A Philosophy of Practice

Today, ‘energy’ is associated with our vital dependence on the combustion of fossil fuels, needed for heating, transportation, and food production. All are threatened by anthropogenic climate change. Although there is no shortage of ‘green’ energy innovations, many cause more problems than they solve, as the example of wind farms in Oaxaca, which caused aridification while reinstating colonial relationships, shows (Dunlap 2018). One reason for this is the sheer volume of energy extraction. The other is the conceptual framework that underpins this activity: this is a source-conversion-end-use concept of energy, embedded in the Greco-scientific tradition.

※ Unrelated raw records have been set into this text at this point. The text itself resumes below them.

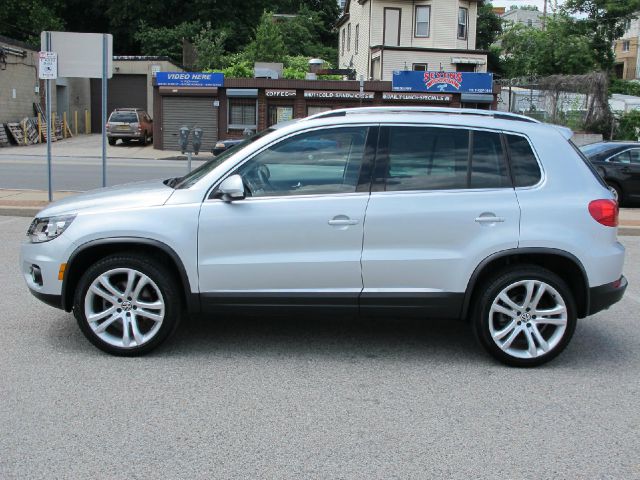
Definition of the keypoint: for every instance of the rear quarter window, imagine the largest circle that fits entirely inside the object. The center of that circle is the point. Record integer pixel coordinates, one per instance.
(524, 164)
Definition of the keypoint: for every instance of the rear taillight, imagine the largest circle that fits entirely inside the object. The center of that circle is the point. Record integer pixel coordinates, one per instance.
(604, 212)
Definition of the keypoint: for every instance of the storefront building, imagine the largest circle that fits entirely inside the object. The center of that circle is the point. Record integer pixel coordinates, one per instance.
(240, 104)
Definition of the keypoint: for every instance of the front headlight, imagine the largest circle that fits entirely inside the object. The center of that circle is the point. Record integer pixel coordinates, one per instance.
(47, 228)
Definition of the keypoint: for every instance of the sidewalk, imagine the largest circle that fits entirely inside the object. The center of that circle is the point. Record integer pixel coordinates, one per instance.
(87, 146)
(26, 203)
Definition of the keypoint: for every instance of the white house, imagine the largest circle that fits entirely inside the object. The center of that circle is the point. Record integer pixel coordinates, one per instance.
(380, 36)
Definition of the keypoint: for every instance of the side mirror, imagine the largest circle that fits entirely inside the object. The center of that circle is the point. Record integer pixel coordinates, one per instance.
(232, 188)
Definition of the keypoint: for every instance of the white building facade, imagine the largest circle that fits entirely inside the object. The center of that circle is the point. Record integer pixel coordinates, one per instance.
(380, 36)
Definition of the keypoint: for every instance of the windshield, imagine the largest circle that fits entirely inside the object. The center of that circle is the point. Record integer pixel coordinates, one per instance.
(128, 117)
(191, 178)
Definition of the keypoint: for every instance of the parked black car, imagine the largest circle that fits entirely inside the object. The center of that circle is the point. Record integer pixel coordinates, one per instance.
(618, 163)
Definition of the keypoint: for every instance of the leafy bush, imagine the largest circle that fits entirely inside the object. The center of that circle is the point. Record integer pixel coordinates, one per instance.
(628, 126)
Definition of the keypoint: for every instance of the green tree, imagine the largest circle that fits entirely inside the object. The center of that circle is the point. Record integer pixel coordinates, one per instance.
(25, 19)
(489, 26)
(268, 44)
(560, 49)
(165, 41)
(605, 22)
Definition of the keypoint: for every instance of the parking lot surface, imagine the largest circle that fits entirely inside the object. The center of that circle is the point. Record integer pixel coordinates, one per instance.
(312, 398)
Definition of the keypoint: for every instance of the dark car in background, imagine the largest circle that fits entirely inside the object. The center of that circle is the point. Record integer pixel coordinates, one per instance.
(222, 145)
(129, 124)
(618, 163)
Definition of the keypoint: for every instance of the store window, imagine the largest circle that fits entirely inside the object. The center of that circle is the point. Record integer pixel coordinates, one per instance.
(280, 113)
(423, 12)
(463, 16)
(243, 113)
(313, 109)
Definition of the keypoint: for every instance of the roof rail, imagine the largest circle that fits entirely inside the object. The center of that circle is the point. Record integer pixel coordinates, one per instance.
(401, 109)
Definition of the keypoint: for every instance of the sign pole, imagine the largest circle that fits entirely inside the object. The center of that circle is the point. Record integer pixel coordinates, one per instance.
(48, 122)
(104, 110)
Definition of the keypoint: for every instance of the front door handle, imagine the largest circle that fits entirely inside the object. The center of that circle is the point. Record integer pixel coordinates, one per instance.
(342, 221)
(489, 219)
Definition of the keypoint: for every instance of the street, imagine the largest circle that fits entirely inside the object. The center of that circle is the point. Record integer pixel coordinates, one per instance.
(84, 173)
(322, 398)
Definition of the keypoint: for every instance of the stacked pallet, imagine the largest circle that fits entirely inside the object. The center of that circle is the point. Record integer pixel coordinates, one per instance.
(24, 132)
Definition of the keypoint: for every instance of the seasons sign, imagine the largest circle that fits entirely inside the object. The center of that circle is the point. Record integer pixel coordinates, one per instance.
(442, 82)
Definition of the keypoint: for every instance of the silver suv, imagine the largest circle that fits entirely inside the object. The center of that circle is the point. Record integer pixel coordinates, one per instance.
(437, 213)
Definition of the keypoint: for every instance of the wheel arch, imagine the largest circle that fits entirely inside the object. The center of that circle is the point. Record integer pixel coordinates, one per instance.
(560, 262)
(95, 250)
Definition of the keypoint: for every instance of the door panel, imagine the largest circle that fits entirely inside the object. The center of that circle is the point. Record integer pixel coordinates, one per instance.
(443, 202)
(297, 237)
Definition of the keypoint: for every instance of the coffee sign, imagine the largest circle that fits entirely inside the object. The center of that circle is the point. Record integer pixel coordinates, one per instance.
(271, 93)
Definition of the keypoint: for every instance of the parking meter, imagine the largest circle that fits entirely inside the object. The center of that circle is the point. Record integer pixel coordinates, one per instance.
(196, 141)
(184, 139)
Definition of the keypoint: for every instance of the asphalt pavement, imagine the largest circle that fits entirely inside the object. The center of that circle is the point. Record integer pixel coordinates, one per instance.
(301, 398)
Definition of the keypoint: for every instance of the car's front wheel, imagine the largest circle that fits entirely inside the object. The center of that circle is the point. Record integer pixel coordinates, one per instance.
(525, 316)
(127, 304)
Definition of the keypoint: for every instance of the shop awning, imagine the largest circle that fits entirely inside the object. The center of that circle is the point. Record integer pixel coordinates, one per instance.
(242, 92)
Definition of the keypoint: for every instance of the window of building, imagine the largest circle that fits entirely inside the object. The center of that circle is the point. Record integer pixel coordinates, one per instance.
(320, 162)
(465, 67)
(243, 113)
(391, 34)
(279, 113)
(313, 109)
(463, 17)
(423, 13)
(524, 165)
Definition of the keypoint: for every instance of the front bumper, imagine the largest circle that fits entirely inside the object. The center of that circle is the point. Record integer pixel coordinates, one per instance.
(602, 297)
(48, 257)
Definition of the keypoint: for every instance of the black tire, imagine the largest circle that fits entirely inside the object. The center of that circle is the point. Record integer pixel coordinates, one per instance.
(617, 191)
(163, 280)
(483, 322)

Despite the fact that an unbroken line of inquiry can be traced from Aristotle to Einstein, taking in, for instance, Aristotle’s energeia (the ability to set things in motion), and entelecheia (the power of a completed action), the passage from pondering the functioning of levers to the discovery of mass-energy equivalence in the 20th century, wedded energy irrevocably to technology. Potentiality – which, alongside flux, is one of energy’s main ‘aggregate states’ so to speak – was here reduced to end-use. This gave rise to a ‘standing-reserve’ view of energy where the actual is ‘enframed’ within the usable: a forest is a wood- producing resource, a river a hydropower supplier (Heidegger 1977). If Heidegger’s notion of enframing seems dated, a quick glance at the ‘gig economy’ shows gig labourers to be a standing-reserve on permanent call (Srnicek 2017). Likewise, synthetic biology shows living entities to be a standing-reserve of function (Schyfter 2021).

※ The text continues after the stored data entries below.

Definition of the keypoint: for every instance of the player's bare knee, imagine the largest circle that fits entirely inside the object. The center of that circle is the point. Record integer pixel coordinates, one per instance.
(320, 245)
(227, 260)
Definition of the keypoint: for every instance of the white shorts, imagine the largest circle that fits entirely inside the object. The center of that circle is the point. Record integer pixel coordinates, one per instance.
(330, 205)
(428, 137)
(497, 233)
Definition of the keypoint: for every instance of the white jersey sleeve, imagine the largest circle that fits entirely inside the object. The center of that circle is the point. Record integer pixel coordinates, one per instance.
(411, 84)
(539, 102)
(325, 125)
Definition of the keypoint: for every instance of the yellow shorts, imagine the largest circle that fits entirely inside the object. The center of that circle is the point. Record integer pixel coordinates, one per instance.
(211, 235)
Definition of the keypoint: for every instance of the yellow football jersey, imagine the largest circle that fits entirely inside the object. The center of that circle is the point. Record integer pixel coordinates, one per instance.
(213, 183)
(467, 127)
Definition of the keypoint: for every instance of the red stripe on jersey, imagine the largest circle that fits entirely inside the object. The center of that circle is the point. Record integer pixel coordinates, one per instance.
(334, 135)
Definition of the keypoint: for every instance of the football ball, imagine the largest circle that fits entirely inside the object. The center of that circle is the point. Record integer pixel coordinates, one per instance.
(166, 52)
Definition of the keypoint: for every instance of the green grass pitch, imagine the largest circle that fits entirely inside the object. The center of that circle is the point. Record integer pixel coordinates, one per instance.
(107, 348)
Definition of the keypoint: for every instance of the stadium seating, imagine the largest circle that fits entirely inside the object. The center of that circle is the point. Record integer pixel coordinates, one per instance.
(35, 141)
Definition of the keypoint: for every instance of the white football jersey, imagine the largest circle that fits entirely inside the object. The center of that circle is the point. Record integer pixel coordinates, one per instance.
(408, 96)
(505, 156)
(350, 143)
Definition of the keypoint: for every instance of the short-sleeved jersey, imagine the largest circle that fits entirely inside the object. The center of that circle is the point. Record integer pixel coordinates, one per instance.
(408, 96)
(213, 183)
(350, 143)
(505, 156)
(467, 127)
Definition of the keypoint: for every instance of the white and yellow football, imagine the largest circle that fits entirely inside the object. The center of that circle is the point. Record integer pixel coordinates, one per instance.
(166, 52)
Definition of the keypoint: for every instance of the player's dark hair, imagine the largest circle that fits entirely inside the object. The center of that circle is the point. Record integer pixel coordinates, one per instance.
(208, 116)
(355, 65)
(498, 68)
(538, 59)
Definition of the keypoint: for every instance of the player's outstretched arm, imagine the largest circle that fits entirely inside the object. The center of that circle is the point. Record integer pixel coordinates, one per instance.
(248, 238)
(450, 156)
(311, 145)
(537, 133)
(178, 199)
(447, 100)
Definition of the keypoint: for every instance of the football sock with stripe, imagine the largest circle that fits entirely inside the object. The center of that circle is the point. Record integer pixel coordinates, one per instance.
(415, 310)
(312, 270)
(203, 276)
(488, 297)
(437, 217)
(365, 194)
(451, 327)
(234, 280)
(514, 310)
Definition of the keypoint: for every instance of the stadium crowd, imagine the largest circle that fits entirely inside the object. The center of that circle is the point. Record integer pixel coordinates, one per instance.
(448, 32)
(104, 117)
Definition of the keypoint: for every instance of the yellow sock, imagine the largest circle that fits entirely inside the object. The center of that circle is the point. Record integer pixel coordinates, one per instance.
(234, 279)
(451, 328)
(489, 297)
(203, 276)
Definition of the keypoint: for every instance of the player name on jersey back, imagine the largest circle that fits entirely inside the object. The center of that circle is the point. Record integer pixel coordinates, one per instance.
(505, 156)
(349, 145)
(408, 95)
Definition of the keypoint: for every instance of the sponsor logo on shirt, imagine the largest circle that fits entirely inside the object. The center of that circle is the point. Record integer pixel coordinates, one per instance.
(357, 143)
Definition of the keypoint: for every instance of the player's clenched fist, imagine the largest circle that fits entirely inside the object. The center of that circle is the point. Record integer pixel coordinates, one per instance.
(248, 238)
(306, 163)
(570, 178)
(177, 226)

In recent years, Energy Humanities has argued for the relevance of energopolitics to the survival of the planet (Szeman & Boyer 2017). However, Energy Humanities has focused largely on the ethics of energy consumption, which, although useful, does not solve the problem of the crisis of the concept of energy.

This project seeks to fill this gap. The main hypothesis is that a new concept of energy requires a sustained focus on reticular (rather than linear) causality in the flux-potentiality continuum. The ‘standing-reserve’ approach negates flux. It subsumes potentiality under single-type conversion. A focus on flux, by contrast, acknowledges energy’s dynamic and reticular nature. It further treats potentiality as multiplicitous. This line of investigation will enable a non-dualistic analysis where content (the source of energy) is not separate from method (its technology of transformation).

The project is conceptually and organisationally divided into three subprojects. Each focuses on practices that thematise energy: art, cultural, and coming-to-know practices, in order to shed light on a different cluster of energy:


Interrogates physical, spatial, temporal, plant, and animal energies 


(or radiation)
explores cultural-virtual energies


(or kinetics) investigates energies arising from arrangements and contraptions

Using a cross-disciplinary methodology, consisting of philosophical analysis, case studies, artography (performative, visual, and narrative techniques), and 3D visualisation, the three subprojects will map the dynamics of energy transformations; offer a materialist analysis of energy; generate new insights into non-manifest energy channels, motive and transductive energy passages; and produce theoretical and actionable knowledge.